Early in Act II of Urinetown we find Hope Cladwell taken hostage by our band of revolutionaries, and an internal debate is had on whether or not to take her life as retribution for Cladwell's betrayal. Hot Blades Harry and Little Becky Two-Shoes lead the murderous faction, as Little Sally urges more humane restraint. Harry and Becky make their case most fervently in the song Snuff That Girl, which owes its historical context to a song first performed in West Side Story in 1957.
In West Side Story, we see another band of hotheads (in this case a street gang called the Jets, made up of antsy white boys) who are itching for a fight with the Sharks, a Puerto Rican gang whose territory adjoins their own. Riff, the leader of the Jets, plays the Little Sally role here, telling his fellow bangers to keep their cool, at least for the moment. But the underlying need to knock heads keeps bubbling up through the Jets' outwardly "cool" exterior - resulting, naturally, in a ballet-like dance number, but one with periodic bursts of violent energy and intimidating finger-snapping.
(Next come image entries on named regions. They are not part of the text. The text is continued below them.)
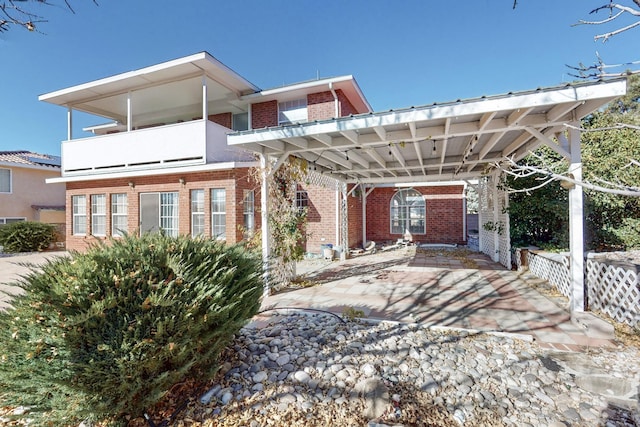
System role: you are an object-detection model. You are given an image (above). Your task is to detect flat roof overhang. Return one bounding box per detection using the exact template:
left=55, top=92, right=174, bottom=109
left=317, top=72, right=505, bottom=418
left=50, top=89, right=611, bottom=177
left=227, top=78, right=627, bottom=185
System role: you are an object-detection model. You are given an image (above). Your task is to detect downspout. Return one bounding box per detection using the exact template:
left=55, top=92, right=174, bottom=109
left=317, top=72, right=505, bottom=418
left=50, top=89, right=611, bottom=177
left=329, top=82, right=340, bottom=118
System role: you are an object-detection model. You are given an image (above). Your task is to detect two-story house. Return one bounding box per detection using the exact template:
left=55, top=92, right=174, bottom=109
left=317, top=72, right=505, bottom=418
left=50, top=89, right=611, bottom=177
left=40, top=52, right=465, bottom=253
left=0, top=150, right=65, bottom=241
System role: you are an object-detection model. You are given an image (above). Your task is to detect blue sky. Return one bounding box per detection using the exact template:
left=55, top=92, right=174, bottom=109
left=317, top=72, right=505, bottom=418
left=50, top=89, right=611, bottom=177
left=0, top=0, right=640, bottom=155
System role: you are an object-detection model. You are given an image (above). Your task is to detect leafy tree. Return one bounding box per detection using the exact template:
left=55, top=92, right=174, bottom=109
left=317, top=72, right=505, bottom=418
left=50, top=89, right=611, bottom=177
left=582, top=75, right=640, bottom=249
left=504, top=147, right=569, bottom=247
left=0, top=233, right=262, bottom=426
left=505, top=75, right=640, bottom=250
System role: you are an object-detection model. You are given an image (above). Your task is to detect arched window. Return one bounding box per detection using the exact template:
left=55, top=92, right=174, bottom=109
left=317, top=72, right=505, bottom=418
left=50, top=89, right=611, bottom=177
left=390, top=188, right=427, bottom=234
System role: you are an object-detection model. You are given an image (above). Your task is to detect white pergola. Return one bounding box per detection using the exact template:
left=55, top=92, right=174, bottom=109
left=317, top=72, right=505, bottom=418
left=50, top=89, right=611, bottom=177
left=227, top=79, right=626, bottom=311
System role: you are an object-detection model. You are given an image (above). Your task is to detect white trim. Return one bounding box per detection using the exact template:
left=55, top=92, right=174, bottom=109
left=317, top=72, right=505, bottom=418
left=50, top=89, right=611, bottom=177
left=45, top=162, right=259, bottom=184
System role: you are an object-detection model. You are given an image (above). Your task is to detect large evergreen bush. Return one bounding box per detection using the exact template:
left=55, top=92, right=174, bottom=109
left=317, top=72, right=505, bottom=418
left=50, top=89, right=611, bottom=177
left=0, top=221, right=56, bottom=252
left=0, top=234, right=262, bottom=425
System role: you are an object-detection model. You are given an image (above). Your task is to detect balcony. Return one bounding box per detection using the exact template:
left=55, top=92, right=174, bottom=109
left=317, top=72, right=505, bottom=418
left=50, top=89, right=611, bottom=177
left=62, top=120, right=251, bottom=176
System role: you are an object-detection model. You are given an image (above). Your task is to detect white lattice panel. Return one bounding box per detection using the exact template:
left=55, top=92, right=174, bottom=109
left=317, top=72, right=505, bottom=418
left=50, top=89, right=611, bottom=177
left=587, top=259, right=640, bottom=326
left=527, top=252, right=571, bottom=298
left=478, top=176, right=496, bottom=258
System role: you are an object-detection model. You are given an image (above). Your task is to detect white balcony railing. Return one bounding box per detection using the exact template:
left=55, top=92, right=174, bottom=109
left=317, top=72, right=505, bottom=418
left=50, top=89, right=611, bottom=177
left=62, top=120, right=242, bottom=176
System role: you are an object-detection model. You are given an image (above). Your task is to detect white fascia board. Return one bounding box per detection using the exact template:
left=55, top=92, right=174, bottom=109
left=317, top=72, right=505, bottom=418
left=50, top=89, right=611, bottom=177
left=38, top=52, right=260, bottom=105
left=0, top=162, right=61, bottom=172
left=45, top=162, right=260, bottom=184
left=227, top=80, right=627, bottom=145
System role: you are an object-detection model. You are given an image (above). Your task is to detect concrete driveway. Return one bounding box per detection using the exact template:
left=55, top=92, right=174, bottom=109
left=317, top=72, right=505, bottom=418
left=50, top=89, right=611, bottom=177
left=0, top=252, right=67, bottom=310
left=262, top=246, right=615, bottom=351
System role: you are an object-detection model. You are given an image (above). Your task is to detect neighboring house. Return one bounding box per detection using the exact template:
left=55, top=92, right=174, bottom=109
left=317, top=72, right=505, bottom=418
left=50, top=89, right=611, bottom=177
left=0, top=150, right=65, bottom=244
left=40, top=52, right=465, bottom=253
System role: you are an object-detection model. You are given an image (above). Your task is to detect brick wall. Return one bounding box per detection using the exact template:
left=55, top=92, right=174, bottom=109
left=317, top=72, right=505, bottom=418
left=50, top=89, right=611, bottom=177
left=66, top=168, right=260, bottom=250
left=208, top=113, right=233, bottom=129
left=299, top=185, right=339, bottom=253
left=367, top=185, right=465, bottom=244
left=251, top=101, right=278, bottom=129
left=307, top=91, right=336, bottom=121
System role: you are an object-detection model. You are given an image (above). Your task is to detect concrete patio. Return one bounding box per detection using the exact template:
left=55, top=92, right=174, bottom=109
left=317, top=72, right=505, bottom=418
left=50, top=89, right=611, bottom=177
left=262, top=247, right=616, bottom=351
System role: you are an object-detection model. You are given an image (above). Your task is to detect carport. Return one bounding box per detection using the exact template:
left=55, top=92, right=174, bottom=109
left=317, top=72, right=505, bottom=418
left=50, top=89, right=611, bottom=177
left=227, top=79, right=626, bottom=311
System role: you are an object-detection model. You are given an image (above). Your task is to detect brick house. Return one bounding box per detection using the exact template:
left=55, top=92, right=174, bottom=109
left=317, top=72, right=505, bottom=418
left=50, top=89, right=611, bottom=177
left=39, top=52, right=465, bottom=253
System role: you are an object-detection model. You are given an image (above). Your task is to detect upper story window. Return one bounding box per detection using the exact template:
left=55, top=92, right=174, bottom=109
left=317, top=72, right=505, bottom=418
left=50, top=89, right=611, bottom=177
left=0, top=169, right=11, bottom=193
left=278, top=98, right=307, bottom=125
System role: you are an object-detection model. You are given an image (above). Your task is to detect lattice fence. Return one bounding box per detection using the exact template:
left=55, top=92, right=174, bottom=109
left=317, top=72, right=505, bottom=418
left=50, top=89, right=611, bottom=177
left=527, top=252, right=640, bottom=326
left=586, top=259, right=640, bottom=326
left=527, top=252, right=571, bottom=298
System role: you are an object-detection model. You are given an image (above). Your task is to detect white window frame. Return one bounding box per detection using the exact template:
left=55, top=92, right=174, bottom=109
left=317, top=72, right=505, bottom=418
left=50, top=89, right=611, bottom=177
left=159, top=191, right=180, bottom=237
left=0, top=168, right=13, bottom=194
left=91, top=194, right=107, bottom=237
left=191, top=189, right=206, bottom=237
left=111, top=193, right=129, bottom=237
left=389, top=188, right=427, bottom=235
left=71, top=194, right=87, bottom=236
left=242, top=190, right=256, bottom=235
left=211, top=188, right=227, bottom=240
left=278, top=98, right=309, bottom=125
left=296, top=190, right=309, bottom=211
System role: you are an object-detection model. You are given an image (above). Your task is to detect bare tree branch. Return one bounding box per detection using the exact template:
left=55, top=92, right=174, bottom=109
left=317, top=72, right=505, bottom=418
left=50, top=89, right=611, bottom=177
left=0, top=0, right=98, bottom=33
left=494, top=153, right=640, bottom=197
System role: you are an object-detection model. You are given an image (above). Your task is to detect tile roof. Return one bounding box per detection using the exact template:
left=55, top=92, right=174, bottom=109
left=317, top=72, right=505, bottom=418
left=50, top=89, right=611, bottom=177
left=0, top=150, right=60, bottom=169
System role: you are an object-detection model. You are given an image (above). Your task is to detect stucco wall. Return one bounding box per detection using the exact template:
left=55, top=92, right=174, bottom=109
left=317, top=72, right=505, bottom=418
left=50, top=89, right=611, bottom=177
left=0, top=166, right=65, bottom=221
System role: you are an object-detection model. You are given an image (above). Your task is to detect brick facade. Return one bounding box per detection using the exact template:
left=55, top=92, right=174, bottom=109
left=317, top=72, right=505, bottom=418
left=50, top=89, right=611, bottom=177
left=66, top=168, right=260, bottom=254
left=207, top=113, right=233, bottom=129
left=299, top=185, right=339, bottom=253
left=367, top=185, right=465, bottom=244
left=251, top=101, right=278, bottom=129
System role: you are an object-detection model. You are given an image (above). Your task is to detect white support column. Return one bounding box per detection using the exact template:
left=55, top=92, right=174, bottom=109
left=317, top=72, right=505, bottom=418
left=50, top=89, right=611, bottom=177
left=360, top=185, right=368, bottom=249
left=260, top=154, right=271, bottom=297
left=491, top=173, right=500, bottom=262
left=127, top=91, right=133, bottom=132
left=202, top=76, right=209, bottom=120
left=67, top=107, right=73, bottom=141
left=569, top=123, right=585, bottom=313
left=340, top=182, right=349, bottom=261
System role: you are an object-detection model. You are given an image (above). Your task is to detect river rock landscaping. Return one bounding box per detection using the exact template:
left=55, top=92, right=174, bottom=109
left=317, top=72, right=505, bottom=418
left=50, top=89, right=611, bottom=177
left=133, top=313, right=640, bottom=427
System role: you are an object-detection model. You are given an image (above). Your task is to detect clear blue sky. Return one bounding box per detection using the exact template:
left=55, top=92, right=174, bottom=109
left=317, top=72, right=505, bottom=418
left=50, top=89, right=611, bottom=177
left=0, top=0, right=640, bottom=155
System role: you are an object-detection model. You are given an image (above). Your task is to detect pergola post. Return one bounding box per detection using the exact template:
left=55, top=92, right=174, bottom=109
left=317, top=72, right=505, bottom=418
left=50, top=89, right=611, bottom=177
left=569, top=123, right=585, bottom=313
left=260, top=154, right=271, bottom=297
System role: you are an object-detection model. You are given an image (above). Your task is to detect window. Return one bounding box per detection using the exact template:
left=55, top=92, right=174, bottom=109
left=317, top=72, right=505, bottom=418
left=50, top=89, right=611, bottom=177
left=0, top=169, right=11, bottom=193
left=191, top=190, right=204, bottom=237
left=140, top=192, right=178, bottom=237
left=71, top=195, right=87, bottom=236
left=278, top=98, right=307, bottom=125
left=296, top=190, right=309, bottom=210
left=91, top=194, right=107, bottom=236
left=242, top=190, right=256, bottom=235
left=391, top=188, right=426, bottom=234
left=160, top=193, right=178, bottom=237
left=211, top=188, right=227, bottom=240
left=111, top=193, right=129, bottom=237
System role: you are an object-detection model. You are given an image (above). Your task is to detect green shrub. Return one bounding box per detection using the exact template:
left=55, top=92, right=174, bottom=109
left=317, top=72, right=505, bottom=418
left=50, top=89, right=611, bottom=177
left=0, top=221, right=56, bottom=252
left=0, top=234, right=262, bottom=425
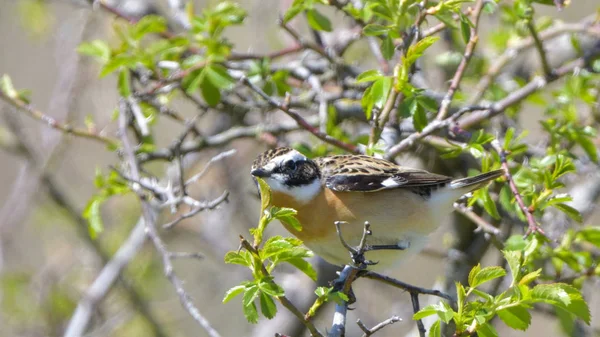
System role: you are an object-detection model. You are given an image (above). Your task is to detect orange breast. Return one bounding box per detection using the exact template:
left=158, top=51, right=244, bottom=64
left=272, top=189, right=431, bottom=243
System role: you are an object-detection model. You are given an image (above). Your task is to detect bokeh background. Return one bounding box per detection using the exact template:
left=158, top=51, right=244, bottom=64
left=0, top=0, right=600, bottom=337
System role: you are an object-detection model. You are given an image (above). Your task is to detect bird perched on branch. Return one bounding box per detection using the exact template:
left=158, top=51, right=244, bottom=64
left=251, top=148, right=503, bottom=269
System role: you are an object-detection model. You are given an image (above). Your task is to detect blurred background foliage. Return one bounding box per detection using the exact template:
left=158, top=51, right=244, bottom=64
left=0, top=0, right=600, bottom=336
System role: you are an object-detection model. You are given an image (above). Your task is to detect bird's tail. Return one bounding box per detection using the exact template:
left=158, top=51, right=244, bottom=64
left=450, top=169, right=504, bottom=193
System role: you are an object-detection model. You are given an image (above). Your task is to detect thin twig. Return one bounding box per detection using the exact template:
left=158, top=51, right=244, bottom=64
left=162, top=191, right=229, bottom=229
left=454, top=202, right=500, bottom=235
left=436, top=0, right=484, bottom=120
left=386, top=57, right=588, bottom=159
left=356, top=315, right=402, bottom=337
left=0, top=90, right=118, bottom=147
left=327, top=265, right=358, bottom=337
left=491, top=139, right=545, bottom=236
left=64, top=219, right=146, bottom=337
left=360, top=271, right=454, bottom=303
left=241, top=76, right=360, bottom=153
left=469, top=19, right=600, bottom=104
left=240, top=235, right=323, bottom=337
left=118, top=99, right=221, bottom=337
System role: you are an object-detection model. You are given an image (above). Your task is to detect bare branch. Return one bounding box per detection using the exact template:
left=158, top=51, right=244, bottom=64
left=435, top=0, right=484, bottom=120
left=0, top=90, right=118, bottom=147
left=356, top=315, right=402, bottom=337
left=119, top=99, right=221, bottom=337
left=241, top=76, right=360, bottom=153
left=64, top=219, right=146, bottom=337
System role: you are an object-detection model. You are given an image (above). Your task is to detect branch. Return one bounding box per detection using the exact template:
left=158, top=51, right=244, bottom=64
left=360, top=271, right=454, bottom=303
left=436, top=0, right=484, bottom=120
left=119, top=98, right=220, bottom=337
left=491, top=139, right=545, bottom=236
left=386, top=52, right=589, bottom=159
left=0, top=90, right=118, bottom=147
left=241, top=76, right=360, bottom=154
left=327, top=265, right=359, bottom=337
left=469, top=19, right=600, bottom=104
left=64, top=219, right=146, bottom=337
left=454, top=202, right=500, bottom=236
left=356, top=315, right=402, bottom=337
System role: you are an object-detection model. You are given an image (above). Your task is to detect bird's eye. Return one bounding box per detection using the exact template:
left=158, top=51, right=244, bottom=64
left=283, top=160, right=296, bottom=171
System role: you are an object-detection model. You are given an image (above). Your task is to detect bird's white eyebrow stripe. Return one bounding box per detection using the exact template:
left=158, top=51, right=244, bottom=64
left=265, top=151, right=307, bottom=169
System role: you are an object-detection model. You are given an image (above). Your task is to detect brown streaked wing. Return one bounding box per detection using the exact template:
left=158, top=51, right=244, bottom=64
left=315, top=155, right=452, bottom=192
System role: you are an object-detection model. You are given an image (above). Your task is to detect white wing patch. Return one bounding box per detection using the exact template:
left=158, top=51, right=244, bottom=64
left=381, top=177, right=400, bottom=187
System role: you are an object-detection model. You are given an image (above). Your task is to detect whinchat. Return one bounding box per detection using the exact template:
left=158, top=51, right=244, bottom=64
left=251, top=148, right=503, bottom=269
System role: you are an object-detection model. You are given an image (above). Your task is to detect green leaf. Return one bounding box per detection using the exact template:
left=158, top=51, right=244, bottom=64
left=497, top=306, right=531, bottom=331
left=413, top=302, right=454, bottom=323
left=502, top=250, right=523, bottom=284
left=131, top=15, right=167, bottom=40
left=381, top=35, right=396, bottom=60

Harry Hot Blades leads the dance break in Snuff That Girl, but unlike Riff, this hothead is for all-out warfare. Compare the finger-snapping, and the barely-restrained undercurrents of violence in both of these songs, and it's impossible to miss the intended parody. I've included "Cool" from the movie version of West Side Story below. The crouching dance move you see at 2:52 (performed directly at the camera) was copied exactly in the dance break of Snuff That Girl by John Carrafa, the choreographer of Broadway's Urinetown, which always got a huge laugh (from people who were old enough to know West Side Story, anyway):
The gang-style ballet dancing in West Side Story, while ground-breaking and powerful in the early 60s, has not aged well; it's hard to imagine current-day gang bangers pulling off a pirouette in an intimidating way. So this choreography style has come in for a fair amount of parody, even without Urinetown's help:
And the Jets and Sharks would be somewhat chagrined, I think, to learn that their moves were being used now to sell clothes from the Gap (and lots of other stuff):
West Side Story was originally choreographed by Jerome Robbins, but Snuff That Girl, as originally choreographed, mostly paid homage to Bob Fosse, choreographer of such standards as Chicago, Sweet Charity, and Cabaret; but as this post is already getting overly long, we'll leave our discussion of Bob for another day.